‘Inspirational’ work praised at awards
Innovative diabetes care was showcased and commitment at the “clinical coalface” was rewarded at this year’s QiC Diabetes awards.
The finalists from more than 60 entries attended the fifth annual awards ceremony at Sanofi’s UK headquarters in Guildford last night.
What you are doing is coming up with new and innovative ways of providing a better service
A total of 14 prizes were given out as apart of the programme, which recognises, rewards and shares good practice in diabetes management, education and care.
Simon O’Neill, Director of Health Intelligence and Professional Liaison at Diabetes UK, which supports the programme, told the audience: “What you are doing is coming up with new and innovative ways of sorting out issues and providing a better service.”

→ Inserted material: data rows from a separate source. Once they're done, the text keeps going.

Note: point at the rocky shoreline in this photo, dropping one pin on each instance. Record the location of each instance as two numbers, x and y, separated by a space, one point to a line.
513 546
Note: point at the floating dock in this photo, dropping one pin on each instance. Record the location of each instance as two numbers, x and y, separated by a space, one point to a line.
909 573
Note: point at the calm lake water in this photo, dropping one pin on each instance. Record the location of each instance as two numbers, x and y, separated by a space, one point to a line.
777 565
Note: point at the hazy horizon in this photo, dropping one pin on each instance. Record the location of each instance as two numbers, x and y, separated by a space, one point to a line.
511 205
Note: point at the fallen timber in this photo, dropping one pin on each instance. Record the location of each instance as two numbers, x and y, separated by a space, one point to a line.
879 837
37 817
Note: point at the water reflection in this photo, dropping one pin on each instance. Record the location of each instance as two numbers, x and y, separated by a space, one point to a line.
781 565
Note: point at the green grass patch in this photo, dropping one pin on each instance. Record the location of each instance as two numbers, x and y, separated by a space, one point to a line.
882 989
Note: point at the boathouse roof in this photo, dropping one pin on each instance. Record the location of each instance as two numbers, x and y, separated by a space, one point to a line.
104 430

Jonathan Valabhji, National Clinical Director for Obesity and Diabetes at NHS England, added: “This was a wonderful opportunity to celebrate all the great things going on out there at the clinical coalface.”
QiC Diabetes is organised by the PMGroup and partnered by Sanofi. Nicky Barry, Diabetes Director at Sanofi UK and Ireland, said: “The reason why we are so proud to support these awards is because of the inspirational work being done for people with diabetes. At times when there are cut backs and challenges in the NHS, I think it’s important that we take time out to reward what has been achieved.”
As well as the awards ceremony, the programme shares the benefits and adaptability of the initiatives to a wider healthcare audience, including presenting at the annual Diabetes UK Professional Conference.
The Highs & Lows children’s choir from Leicester Royal Infirmary won both the Best Peer-to-Peer Support Services and Judges’ Special Award.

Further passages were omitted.